Detalhes bibliográficos
Ano de defesa: 2023
Autor(a) principal: Araújo, José Alan Firmiano
Orientador(a): Não Informado pela instituição
Banca de defesa: Não Informado pela instituição
Tipo de documento: Dissertação
Tipo de acesso: Acesso aberto
Idioma: por
Instituição de defesa: Não Informado pela instituição
Programa de Pós-Graduação: Não Informado pela instituição
Departamento: Não Informado pela instituição
País: Não Informado pela instituição
Palavras-chave em Português:
Link de acesso: http://repositorio.ufc.br/handle/riufc/78192
Resumo: Several crimes happen daily, and the first step in the investigation begins with a police report. In cities with high crime rates, it is challenging for the police to handle the detailed analysis of all criminal reports. However, incident reports may be similar as they present the same modus operandi. Given an incident report, the main objective of this work is to determine the most similar or duplicate. A similar police report may be another report with overlapping words or one that shares a similar modus operandi. One possible solution is to represent each police report as a vector of characters and compare the vectors using a similarity function.
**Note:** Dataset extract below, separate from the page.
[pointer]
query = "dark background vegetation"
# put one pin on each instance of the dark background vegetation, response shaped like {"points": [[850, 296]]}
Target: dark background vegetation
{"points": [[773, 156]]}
Different methods can be employed to represent the narrative, including embedding vectors and count-based approaches such as TF-IDF. This research explores the use of pre-trained embedding representations at both the word and sentence levels, such as Universal Sentence Encoder, Word2Vec, RoBERTa, Doc2Vec, among others. We determine the most effective representation for capturing semantic and lexical similarities between police reports by comparing different embedding models. Furthermore, we compare the effectiveness of available pre-trained embedding models with models specifically trained on a corpus of police reports. Another contribution of this work is the development of embedding models trained specifically for the domain of police reports.